Modeling the impacts of climate change on wheat yields within DSSAT
Abstract
As the world's population grows, food consumption is reaching a breaking point. Consequently, the importance of agricultural production has increased. But in addition to its significance now, a lot of environmental issues have surfaced. Climate change has the potential to significantly affect agricultural productivity by changing crop growth conditions and planting, harvesting, and storage dates. Unfortunately, there is no turning back from the current unfavorable climatic situation that the world is currently facing in terms of ecosystems and economics. Farmers must adjust to changing weather patterns as a result of the expanding effects of climate change on agricultural systems. For this reason, many scholars have tried a variety of approaches to gauge agricultural output at different levels of detail. Observing how extremely big agricultural areas are affected and assessing scientific predictions are two ways to gauge how much climate change affects agricultural production and to take action.
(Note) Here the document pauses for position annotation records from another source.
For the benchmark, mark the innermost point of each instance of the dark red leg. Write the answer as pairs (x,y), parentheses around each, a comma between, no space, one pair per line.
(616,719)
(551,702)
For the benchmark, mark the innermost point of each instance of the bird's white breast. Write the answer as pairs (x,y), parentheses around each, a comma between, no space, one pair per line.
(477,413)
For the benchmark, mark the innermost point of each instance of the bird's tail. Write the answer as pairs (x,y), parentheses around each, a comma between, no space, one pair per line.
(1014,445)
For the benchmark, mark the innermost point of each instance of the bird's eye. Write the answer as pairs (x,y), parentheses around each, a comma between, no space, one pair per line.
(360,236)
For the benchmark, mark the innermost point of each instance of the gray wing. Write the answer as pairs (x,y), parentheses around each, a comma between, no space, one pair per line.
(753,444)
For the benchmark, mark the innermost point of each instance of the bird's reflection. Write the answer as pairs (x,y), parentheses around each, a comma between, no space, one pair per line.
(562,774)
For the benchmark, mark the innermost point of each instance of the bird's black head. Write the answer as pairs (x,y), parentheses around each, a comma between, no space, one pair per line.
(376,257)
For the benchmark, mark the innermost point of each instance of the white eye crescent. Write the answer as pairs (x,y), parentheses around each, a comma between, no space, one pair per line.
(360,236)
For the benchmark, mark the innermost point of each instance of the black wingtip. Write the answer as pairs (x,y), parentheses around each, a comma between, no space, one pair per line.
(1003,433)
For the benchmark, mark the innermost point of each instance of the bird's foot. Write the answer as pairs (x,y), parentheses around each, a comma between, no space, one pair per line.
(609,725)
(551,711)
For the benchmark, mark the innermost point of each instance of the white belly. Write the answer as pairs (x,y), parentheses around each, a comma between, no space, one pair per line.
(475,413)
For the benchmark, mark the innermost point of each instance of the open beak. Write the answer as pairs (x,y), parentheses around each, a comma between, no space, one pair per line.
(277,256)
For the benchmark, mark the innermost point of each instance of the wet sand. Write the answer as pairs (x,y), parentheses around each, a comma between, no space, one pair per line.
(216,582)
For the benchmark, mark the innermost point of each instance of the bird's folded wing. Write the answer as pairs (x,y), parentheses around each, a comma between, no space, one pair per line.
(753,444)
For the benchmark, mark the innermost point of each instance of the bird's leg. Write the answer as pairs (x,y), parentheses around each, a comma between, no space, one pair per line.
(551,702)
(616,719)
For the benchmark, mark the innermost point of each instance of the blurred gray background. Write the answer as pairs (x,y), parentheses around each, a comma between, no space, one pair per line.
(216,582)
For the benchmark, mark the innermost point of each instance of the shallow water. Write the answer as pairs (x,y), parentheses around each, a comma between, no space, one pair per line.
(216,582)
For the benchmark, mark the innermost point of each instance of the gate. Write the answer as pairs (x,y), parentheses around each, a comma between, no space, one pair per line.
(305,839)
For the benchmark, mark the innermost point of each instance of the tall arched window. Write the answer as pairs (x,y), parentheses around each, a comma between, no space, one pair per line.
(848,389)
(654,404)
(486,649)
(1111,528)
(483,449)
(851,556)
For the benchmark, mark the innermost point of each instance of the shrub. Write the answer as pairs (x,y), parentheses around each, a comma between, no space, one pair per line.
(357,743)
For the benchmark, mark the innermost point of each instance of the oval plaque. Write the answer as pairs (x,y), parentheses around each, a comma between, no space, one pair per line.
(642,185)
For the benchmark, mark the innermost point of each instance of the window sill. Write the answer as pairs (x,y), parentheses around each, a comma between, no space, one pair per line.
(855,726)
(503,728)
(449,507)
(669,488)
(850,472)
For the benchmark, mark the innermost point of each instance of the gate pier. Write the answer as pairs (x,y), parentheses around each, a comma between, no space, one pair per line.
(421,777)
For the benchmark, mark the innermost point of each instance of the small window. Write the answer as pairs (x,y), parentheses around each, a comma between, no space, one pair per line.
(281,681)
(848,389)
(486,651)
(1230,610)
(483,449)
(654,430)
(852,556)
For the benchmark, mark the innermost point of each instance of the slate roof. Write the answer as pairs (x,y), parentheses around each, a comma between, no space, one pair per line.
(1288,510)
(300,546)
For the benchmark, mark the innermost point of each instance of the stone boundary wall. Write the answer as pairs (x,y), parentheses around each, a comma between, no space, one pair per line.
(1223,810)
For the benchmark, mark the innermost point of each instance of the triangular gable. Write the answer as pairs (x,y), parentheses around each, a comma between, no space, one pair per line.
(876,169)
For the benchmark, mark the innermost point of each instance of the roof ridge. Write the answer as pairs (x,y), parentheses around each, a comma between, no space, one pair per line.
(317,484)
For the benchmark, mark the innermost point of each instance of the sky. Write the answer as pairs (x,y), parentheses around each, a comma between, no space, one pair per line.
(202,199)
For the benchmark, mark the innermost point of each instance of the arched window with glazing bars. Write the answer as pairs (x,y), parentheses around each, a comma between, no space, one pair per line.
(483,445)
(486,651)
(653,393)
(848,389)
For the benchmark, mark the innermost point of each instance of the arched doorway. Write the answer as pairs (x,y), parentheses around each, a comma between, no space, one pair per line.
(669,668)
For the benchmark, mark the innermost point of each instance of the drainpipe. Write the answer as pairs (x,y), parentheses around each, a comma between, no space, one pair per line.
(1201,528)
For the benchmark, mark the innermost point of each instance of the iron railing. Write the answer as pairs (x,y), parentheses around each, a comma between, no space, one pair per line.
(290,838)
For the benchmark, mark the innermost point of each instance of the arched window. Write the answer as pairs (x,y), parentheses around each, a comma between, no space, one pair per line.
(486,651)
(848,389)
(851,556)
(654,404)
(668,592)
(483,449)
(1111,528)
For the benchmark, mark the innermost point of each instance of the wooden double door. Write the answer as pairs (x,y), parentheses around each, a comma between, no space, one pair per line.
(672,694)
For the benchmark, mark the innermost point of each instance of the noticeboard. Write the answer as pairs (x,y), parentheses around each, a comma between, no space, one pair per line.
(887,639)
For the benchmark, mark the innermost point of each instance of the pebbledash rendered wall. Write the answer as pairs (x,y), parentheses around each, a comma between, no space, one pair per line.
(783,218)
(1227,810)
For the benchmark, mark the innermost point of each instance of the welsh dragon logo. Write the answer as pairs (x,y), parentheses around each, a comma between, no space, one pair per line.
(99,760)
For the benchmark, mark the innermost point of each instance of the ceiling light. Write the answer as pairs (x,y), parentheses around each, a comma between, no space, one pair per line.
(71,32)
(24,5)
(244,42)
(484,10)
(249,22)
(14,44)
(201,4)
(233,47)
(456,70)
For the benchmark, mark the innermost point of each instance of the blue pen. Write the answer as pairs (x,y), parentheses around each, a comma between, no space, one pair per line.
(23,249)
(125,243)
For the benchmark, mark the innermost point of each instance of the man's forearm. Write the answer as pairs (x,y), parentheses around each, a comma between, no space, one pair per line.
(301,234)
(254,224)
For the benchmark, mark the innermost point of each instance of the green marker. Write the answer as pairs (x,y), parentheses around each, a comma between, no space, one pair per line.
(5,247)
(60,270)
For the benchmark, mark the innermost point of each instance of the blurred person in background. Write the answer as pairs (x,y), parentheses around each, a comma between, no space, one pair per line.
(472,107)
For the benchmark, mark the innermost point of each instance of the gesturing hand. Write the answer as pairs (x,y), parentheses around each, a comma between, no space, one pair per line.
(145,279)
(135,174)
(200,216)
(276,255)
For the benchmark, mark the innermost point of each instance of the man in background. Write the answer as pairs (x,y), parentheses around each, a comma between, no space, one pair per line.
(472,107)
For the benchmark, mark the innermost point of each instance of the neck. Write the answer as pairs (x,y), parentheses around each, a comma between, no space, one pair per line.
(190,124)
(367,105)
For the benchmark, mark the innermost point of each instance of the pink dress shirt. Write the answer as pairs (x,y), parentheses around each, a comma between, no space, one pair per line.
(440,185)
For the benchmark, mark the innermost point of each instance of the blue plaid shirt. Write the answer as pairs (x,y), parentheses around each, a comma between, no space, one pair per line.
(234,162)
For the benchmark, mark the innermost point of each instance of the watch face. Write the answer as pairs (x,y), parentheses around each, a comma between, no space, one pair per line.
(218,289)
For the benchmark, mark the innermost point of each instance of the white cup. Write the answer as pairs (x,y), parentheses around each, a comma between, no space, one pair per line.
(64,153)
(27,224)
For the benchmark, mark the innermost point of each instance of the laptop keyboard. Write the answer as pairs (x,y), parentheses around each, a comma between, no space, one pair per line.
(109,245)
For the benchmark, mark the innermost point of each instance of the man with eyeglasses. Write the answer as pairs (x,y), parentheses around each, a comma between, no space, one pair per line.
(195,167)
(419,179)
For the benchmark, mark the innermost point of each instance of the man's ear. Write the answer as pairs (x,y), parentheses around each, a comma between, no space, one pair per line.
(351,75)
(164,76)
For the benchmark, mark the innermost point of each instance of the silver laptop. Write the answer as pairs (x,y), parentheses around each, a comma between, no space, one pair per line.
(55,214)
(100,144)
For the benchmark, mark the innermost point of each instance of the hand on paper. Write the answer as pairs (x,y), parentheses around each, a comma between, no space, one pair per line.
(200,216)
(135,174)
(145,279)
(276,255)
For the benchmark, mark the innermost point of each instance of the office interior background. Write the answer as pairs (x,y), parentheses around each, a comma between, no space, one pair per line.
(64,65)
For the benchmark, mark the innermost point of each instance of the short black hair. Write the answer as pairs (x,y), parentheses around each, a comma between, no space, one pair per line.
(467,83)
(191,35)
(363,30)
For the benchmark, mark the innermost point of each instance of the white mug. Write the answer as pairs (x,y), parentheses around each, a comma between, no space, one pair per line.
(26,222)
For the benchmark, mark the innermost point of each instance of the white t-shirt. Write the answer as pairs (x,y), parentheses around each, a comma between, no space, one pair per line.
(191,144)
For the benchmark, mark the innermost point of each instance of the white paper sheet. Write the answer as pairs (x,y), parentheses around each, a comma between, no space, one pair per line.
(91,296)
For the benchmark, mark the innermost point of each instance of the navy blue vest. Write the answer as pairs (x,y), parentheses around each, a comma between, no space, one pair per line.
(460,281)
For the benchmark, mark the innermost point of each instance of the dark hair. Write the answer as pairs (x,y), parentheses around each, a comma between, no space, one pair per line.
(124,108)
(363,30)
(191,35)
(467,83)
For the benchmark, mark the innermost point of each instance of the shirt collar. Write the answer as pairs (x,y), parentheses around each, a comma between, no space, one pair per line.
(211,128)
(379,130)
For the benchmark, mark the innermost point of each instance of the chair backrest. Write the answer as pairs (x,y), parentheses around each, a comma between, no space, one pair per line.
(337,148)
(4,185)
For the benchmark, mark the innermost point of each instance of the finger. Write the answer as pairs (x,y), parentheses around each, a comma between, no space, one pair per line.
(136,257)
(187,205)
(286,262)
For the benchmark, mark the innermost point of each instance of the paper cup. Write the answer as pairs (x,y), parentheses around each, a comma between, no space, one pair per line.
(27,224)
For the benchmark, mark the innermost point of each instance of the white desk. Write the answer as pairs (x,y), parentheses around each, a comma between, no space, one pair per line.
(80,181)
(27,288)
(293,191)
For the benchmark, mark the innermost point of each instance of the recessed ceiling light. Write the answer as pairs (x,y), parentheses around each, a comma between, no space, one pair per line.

In several nations, crop simulation models (CSMs) have been employed as a versatile instrument for a wide range of applications. Numerous scientific techniques are currently being researched for effective model yield simulations under heterogeneous climatic and soil conditions, as DSSAT conducts homogenous field-based simulations but CRAFT uses a cell-based simulation technique instead of a field-based simulation. DSSAT includes dynamic crop growth simulation models for more than 42 crops, including wheat crops. DSSAT has addressed numerous real-world concerns and broad agricultural problems, including genetic modeling, precision farming, on-farm management, regional evaluations of the effects of climate variability and change, economic and environmental sustainability, and food and nutrition security.
DSSAT application for climate change in agriculture that enables variable input data for crop masks, weather, soil, and management at varying resolutions. In order to prepare diverse spatial local data sets, these tools may also require to make use of decision support systems like Geographic Information Systems (GIS), Remote Sensing (RS), and Machine Learning (ML) techniques.